An integral part of the Indiana Biotic Plan would be protection of the restored resources. Land acquisition of course, is the ultimate salvation. However, in an economy currently beset by suffocating debt and increasing competition for funds, other measures of compensation would need to be utilized including easements, leases tax incentives, and other inducements.

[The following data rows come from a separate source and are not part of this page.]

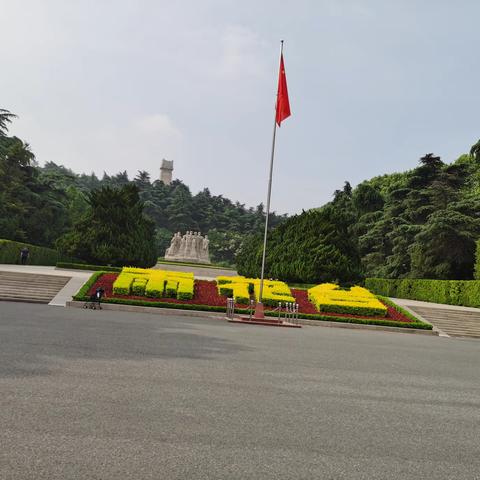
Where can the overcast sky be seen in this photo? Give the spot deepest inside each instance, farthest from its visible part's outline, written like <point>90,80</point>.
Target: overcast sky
<point>120,84</point>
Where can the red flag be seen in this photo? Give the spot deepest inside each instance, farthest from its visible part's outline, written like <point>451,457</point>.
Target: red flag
<point>283,105</point>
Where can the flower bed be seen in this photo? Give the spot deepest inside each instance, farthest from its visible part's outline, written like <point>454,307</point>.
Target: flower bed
<point>206,297</point>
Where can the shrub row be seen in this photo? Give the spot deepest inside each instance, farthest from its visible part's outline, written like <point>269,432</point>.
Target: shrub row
<point>452,292</point>
<point>10,253</point>
<point>329,297</point>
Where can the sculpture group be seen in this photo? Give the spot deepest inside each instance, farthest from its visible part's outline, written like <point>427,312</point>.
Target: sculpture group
<point>192,247</point>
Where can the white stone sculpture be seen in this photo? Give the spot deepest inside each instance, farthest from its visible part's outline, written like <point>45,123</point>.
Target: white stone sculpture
<point>192,247</point>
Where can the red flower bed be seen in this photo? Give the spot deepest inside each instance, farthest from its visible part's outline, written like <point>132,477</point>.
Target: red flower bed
<point>206,293</point>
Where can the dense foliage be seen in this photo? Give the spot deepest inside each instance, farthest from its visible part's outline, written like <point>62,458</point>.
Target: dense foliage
<point>10,253</point>
<point>313,247</point>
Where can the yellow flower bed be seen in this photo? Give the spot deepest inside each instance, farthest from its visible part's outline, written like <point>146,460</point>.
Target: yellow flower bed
<point>328,297</point>
<point>154,283</point>
<point>239,287</point>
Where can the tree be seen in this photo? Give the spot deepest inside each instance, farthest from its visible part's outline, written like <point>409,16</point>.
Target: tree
<point>113,231</point>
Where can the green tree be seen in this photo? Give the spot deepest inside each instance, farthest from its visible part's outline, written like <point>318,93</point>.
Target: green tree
<point>114,230</point>
<point>5,118</point>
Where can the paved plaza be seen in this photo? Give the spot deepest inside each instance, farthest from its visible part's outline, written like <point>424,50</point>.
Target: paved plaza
<point>110,395</point>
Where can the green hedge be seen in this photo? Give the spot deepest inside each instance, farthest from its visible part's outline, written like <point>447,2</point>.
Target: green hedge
<point>451,292</point>
<point>82,295</point>
<point>84,266</point>
<point>10,253</point>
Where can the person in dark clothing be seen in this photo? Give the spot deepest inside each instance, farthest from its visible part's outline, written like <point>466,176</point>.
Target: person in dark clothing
<point>95,299</point>
<point>24,253</point>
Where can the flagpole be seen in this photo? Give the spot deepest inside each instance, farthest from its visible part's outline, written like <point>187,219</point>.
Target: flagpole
<point>259,306</point>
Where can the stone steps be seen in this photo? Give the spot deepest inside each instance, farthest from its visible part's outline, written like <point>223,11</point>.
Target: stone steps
<point>456,323</point>
<point>29,287</point>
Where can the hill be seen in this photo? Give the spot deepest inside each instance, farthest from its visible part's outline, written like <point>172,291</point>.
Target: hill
<point>40,204</point>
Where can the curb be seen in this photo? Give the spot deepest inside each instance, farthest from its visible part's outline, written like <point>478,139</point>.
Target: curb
<point>221,316</point>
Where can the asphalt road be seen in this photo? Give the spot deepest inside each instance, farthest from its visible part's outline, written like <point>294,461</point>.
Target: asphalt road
<point>106,395</point>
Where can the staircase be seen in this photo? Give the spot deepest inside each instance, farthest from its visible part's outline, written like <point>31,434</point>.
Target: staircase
<point>30,287</point>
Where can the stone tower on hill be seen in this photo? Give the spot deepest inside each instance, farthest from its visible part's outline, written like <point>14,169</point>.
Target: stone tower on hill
<point>166,171</point>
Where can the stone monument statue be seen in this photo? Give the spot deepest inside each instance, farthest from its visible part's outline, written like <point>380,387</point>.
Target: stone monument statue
<point>192,247</point>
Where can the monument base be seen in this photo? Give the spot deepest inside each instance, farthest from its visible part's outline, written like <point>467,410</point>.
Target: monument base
<point>259,311</point>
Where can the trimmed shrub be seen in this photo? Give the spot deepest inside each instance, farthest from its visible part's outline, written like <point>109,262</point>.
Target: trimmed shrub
<point>84,266</point>
<point>452,292</point>
<point>10,253</point>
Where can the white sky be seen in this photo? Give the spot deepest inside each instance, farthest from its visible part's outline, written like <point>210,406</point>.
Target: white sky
<point>119,84</point>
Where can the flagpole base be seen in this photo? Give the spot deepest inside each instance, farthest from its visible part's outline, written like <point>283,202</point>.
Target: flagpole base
<point>259,312</point>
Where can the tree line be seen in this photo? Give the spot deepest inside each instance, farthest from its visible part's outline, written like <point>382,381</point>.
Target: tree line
<point>51,205</point>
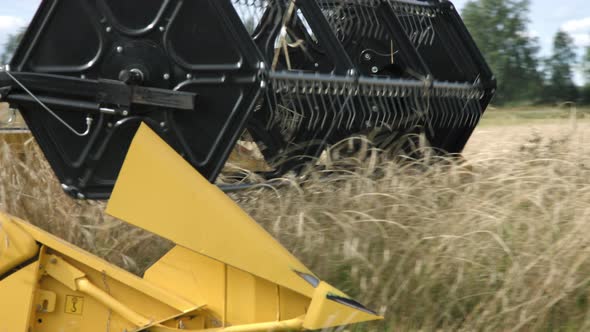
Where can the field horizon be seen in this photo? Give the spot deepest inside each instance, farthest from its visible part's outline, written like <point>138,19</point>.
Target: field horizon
<point>497,241</point>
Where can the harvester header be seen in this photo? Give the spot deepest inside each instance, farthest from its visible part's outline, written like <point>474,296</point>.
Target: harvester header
<point>297,76</point>
<point>142,101</point>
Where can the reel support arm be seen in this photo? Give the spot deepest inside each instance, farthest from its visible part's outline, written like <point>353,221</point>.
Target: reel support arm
<point>94,96</point>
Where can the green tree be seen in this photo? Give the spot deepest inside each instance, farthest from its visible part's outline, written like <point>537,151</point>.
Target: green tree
<point>11,46</point>
<point>499,27</point>
<point>585,93</point>
<point>560,68</point>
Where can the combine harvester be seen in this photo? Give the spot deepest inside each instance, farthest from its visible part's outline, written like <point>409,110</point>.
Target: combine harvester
<point>142,101</point>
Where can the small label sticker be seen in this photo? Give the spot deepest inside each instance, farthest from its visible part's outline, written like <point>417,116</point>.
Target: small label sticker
<point>74,305</point>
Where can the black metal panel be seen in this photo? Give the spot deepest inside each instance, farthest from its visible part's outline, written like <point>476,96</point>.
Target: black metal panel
<point>315,72</point>
<point>197,46</point>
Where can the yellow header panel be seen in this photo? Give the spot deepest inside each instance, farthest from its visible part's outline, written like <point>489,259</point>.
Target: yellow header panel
<point>159,191</point>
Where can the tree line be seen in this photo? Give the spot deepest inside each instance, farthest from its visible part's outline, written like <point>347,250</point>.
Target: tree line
<point>500,29</point>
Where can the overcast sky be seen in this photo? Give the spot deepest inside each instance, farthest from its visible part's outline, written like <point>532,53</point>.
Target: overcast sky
<point>547,17</point>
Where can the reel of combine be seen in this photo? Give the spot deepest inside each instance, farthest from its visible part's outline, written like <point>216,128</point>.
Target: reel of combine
<point>297,75</point>
<point>145,100</point>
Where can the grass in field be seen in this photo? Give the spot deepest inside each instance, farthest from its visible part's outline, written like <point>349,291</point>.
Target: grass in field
<point>493,244</point>
<point>539,114</point>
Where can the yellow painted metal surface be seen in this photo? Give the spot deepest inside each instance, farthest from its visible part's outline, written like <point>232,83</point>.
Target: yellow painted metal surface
<point>225,273</point>
<point>16,299</point>
<point>112,272</point>
<point>159,191</point>
<point>16,245</point>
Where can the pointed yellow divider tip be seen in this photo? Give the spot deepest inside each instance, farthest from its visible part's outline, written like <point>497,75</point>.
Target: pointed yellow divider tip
<point>159,191</point>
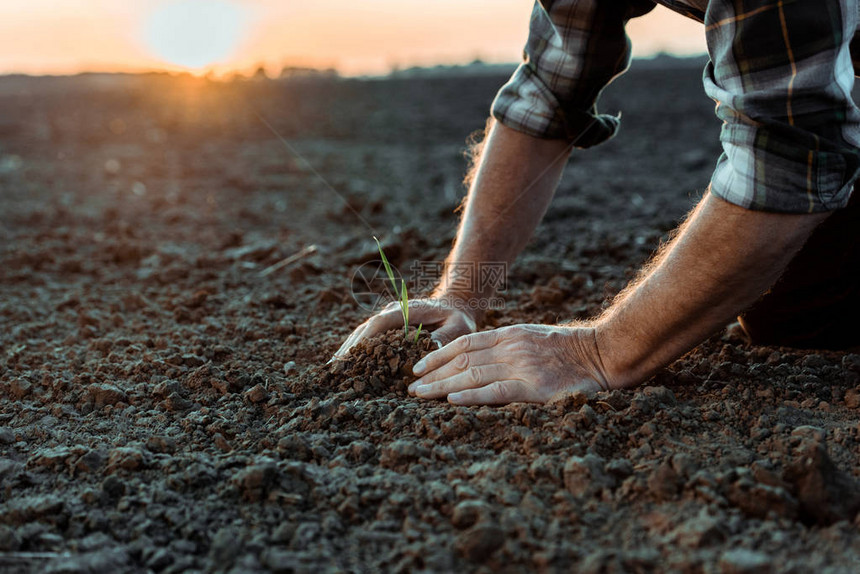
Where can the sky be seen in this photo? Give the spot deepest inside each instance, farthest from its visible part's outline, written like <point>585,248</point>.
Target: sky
<point>223,36</point>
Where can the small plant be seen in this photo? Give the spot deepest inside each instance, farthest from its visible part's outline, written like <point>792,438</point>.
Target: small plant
<point>400,295</point>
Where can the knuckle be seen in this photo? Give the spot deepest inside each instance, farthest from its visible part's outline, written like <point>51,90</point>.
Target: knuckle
<point>464,344</point>
<point>473,375</point>
<point>502,392</point>
<point>462,362</point>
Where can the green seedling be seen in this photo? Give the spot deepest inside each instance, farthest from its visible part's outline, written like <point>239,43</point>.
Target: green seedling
<point>399,294</point>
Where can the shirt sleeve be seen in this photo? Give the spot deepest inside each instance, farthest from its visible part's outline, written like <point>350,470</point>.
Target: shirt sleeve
<point>782,74</point>
<point>575,48</point>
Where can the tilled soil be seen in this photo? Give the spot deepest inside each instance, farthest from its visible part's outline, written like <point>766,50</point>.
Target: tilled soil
<point>174,277</point>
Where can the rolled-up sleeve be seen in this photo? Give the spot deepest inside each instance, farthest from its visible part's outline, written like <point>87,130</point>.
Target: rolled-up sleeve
<point>781,74</point>
<point>575,48</point>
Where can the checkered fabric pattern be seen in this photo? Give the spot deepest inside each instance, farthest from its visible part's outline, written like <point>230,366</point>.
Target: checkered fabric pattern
<point>781,72</point>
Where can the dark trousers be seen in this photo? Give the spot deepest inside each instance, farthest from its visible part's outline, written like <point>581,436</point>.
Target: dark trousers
<point>816,303</point>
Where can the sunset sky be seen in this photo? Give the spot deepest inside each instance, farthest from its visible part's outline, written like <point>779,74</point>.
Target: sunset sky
<point>356,37</point>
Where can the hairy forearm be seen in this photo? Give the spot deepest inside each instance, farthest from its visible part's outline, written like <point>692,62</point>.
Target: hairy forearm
<point>721,261</point>
<point>516,176</point>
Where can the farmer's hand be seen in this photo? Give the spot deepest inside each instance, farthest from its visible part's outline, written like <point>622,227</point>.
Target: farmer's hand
<point>528,363</point>
<point>442,315</point>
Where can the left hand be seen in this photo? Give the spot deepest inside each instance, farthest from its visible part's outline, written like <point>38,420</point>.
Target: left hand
<point>520,363</point>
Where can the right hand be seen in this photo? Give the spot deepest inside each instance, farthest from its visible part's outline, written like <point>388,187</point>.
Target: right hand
<point>441,315</point>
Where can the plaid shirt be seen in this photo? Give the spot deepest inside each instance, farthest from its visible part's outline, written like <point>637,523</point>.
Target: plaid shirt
<point>781,73</point>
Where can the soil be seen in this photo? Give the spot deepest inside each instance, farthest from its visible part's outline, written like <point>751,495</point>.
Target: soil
<point>165,399</point>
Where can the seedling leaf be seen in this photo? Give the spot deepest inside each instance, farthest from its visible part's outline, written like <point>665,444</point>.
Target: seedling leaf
<point>388,269</point>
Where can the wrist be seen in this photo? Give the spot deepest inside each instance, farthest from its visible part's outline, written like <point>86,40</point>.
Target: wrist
<point>472,305</point>
<point>624,363</point>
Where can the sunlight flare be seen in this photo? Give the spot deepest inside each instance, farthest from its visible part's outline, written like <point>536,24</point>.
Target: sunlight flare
<point>195,33</point>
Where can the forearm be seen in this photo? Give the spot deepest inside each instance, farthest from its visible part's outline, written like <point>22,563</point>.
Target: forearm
<point>722,260</point>
<point>516,176</point>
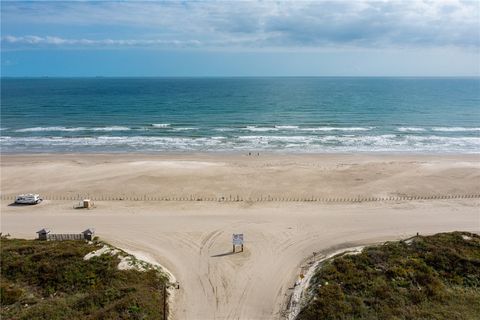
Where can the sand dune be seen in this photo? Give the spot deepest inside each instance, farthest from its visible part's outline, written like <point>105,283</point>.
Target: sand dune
<point>193,239</point>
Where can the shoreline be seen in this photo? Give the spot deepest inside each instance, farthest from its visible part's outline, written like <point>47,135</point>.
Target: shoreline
<point>245,153</point>
<point>193,239</point>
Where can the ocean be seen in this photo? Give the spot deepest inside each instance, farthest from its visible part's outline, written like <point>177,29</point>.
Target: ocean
<point>299,115</point>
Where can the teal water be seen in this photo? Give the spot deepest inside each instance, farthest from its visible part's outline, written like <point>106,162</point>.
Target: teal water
<point>240,114</point>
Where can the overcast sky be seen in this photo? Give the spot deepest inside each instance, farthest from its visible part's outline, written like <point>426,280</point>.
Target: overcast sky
<point>254,38</point>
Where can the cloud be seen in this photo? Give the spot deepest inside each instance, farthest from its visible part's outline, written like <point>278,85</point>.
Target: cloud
<point>51,40</point>
<point>261,24</point>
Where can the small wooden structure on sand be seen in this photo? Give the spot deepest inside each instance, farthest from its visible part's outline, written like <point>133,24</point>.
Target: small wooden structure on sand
<point>44,234</point>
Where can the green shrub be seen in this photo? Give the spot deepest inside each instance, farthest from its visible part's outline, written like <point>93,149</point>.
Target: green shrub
<point>433,277</point>
<point>51,280</point>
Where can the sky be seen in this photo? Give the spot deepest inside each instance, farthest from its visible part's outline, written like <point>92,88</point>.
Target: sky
<point>240,38</point>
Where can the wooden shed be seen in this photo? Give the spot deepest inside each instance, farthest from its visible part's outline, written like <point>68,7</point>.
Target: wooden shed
<point>43,234</point>
<point>89,234</point>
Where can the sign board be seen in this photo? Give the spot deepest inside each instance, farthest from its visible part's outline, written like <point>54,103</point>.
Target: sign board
<point>237,239</point>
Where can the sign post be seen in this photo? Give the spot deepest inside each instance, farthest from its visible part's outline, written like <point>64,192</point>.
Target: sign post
<point>237,240</point>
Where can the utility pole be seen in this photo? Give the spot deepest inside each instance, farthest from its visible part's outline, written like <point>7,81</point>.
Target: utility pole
<point>164,301</point>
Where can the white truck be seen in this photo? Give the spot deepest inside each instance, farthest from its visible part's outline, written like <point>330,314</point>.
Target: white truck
<point>29,198</point>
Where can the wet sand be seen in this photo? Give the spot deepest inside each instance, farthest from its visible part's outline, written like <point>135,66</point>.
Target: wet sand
<point>193,238</point>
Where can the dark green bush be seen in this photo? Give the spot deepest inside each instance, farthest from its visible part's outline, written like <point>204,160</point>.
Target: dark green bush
<point>51,280</point>
<point>433,277</point>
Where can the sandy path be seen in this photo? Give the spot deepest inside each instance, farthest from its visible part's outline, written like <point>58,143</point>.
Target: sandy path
<point>194,242</point>
<point>193,239</point>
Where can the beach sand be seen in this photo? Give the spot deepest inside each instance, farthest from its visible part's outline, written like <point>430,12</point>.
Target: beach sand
<point>193,238</point>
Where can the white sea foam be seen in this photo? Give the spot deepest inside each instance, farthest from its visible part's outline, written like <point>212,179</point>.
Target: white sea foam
<point>185,128</point>
<point>455,129</point>
<point>161,125</point>
<point>286,127</point>
<point>54,129</point>
<point>260,129</point>
<point>410,129</point>
<point>337,129</point>
<point>113,128</point>
<point>328,143</point>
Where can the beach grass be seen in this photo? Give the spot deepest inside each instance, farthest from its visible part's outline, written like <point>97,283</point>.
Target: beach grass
<point>52,280</point>
<point>426,277</point>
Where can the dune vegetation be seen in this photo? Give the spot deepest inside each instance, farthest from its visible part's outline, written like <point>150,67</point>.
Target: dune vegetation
<point>426,277</point>
<point>52,280</point>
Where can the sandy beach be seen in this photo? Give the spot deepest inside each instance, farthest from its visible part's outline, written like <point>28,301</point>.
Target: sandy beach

Is there any question that the era of biotic rebuilding is here and has been for at least several decades? I think not, and the rebuilding will not be a short term' process for it has taken us 300 years to reach the current state of natural resource depletion. For instance, to establish new old growth forests will take 200 years, not considering how many acres we want back, or where to establish them. And how long would it take to restore an ecologically self-sustaining remnant of the Grand Marsh of the Kankakee? In conclusion, my friends, we will be called dreamers at best, and fools at worst, but the future is clear. As population continues its inexorable increase with concomitant developmental pressure, it is past time to draw a line in the conservation sand of time. Where past visionaries such as Livingston, Hayden, Roosevelt, and Darling saved massive, unspoiled landscapes, we must re-build, and then save these "lesser", but complementary landscapes. If we can now literally sow the seeds of tomorrow's resources, we will then have a chance to be considered the visionary conservation heroes of our time to the unborn conservationists of the next several centuries. All of our futures depend on it.